Is Seasonality Out the Door in Long Island?

If you think this weather is crazy, what about what’s happening in real estate? We’re not sure whether to call it “home warming” or “real estate change,” but it’s something to believe in.  Median sale prices for single family homes in Nassau County increased for the second month in a row in January, but looking at the strange path prices took last year, it’s pretty much impossible to describe the market as having much at all to do with the seasons we learned about in grade school. Redfin’s Nassau County agent Caitlin Mooney explains that, “after the last couple of harsh winters, we’ve been treated to some very mild weather the last few months, so the buyers just never retreated to their holiday breaks or winter hibernation.”

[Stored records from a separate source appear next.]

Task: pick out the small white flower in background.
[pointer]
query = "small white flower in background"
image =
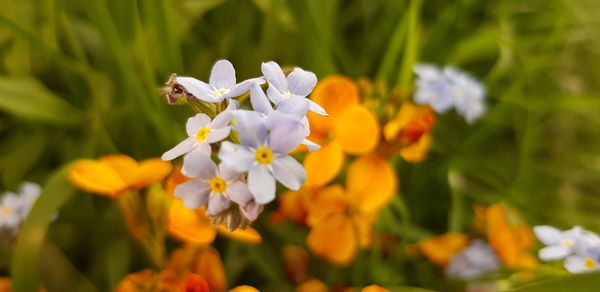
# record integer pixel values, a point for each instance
(475, 260)
(559, 244)
(579, 247)
(14, 208)
(221, 85)
(449, 87)
(264, 153)
(212, 186)
(202, 132)
(583, 263)
(297, 84)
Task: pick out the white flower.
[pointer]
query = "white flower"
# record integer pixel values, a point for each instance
(475, 260)
(212, 186)
(583, 263)
(297, 84)
(294, 107)
(14, 208)
(221, 85)
(266, 142)
(202, 132)
(449, 87)
(559, 244)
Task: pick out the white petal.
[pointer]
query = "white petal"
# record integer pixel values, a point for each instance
(289, 172)
(316, 108)
(274, 75)
(198, 165)
(259, 100)
(183, 147)
(236, 156)
(243, 87)
(251, 128)
(196, 123)
(222, 75)
(227, 173)
(194, 193)
(223, 118)
(552, 253)
(239, 193)
(312, 146)
(296, 106)
(286, 133)
(548, 235)
(261, 184)
(575, 264)
(216, 135)
(301, 82)
(217, 203)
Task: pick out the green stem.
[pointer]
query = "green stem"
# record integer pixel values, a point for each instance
(410, 52)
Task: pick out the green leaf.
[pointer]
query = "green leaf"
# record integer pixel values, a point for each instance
(572, 283)
(60, 274)
(27, 98)
(26, 261)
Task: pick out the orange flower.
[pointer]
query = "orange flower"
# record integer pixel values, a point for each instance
(341, 219)
(350, 128)
(510, 237)
(312, 285)
(408, 132)
(112, 175)
(441, 249)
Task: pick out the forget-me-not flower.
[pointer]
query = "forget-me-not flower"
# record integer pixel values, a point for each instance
(202, 131)
(264, 153)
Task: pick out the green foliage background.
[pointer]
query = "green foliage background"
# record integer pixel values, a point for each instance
(81, 78)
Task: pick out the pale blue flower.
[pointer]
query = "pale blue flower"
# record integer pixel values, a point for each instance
(14, 208)
(202, 131)
(298, 84)
(293, 107)
(448, 88)
(221, 85)
(264, 153)
(559, 244)
(212, 186)
(475, 260)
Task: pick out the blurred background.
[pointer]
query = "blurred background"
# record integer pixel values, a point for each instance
(82, 79)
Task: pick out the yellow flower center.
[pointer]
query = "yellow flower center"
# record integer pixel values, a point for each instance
(217, 185)
(202, 134)
(5, 211)
(264, 155)
(221, 91)
(589, 263)
(567, 243)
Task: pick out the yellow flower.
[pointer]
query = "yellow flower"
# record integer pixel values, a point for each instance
(341, 219)
(408, 132)
(112, 175)
(374, 288)
(441, 249)
(193, 225)
(350, 128)
(312, 285)
(510, 237)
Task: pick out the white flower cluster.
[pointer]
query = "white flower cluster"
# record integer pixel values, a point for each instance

Redfin’s tour data supports Caitlin’s notion, showing that Redfin’s buyers did exhibit the typical summer rush on homes in July, but they just never took going into the fall or winter months as we would have expected them to in a normal year. If tour numbers and demand stay where they are or even increase at all, we can expect prices to continue on their upward climb into what are commonly referred to as the spring months.

For a complete picture of the local market’s most recent stats and trends, download the Redfin Market Report here: Redfin-New-York-Real-Estate-Market-Report-January-2012. Want to know how the Long Island real estate market is doing compared with the rest of the country? Take a look at the Redfin Heat Index:


*Redfin Heat Index Methodology

The Redfin Heat Index (Beta) uses listings, sales, and price changes to determine the relative “heat” of a given real estate market. We set a baseline Heat Index of 75.0 at 6.0 months of supply and +5 % price change year-over-year.
Every percentage point increase in prices above the 5% baseline will increase the heat index by two points, every percentage point decrease in prices below the 5% baseline will decrease the heat index by two points.
Every one month of supply increase above the 6.0 baseline will decrease the heat index by seven points, every one month of supply decrease below the 6.0 baseline will increase the heat index by seven points.
Here’s the formula:

  • MOS = Months of Supply: End of Month Inventory / Closed Sales in the Month
  • $YOY = Year-over-year change in the median price per square foot.
  • Heat Index = ((MOS – 6.0) * 7) + (($YOY – 5%) * 2) + 75
  • Mike Gavone

    According to the Redfin NY market real estate report the median sales price of a home in Nassau is down 6.25% year over year and in Suffolk County it is down over 7.5%. Comparing month to month data is virtually useless. Calling this “something to believe in” is almost laughable. Home prices on Long Island are still very expensive when you use traditional metrics such a price to income or price to rent ratios.

  • Dana Atchley

    Better late than never; prices on L.I. have been, and will be for the foreseeable future, higher than national prices based on the traditional metrics used elsewhere – the “virtually useless” comparison is trying to measure the L.I. real estate market using metrics and benchmarks derived from other very different markets.  In other words, the fact that apples may cost $1/lb in Peoria, Ill has no bearing on whether oranges at $3/lb on L.I. are cheap or expensive.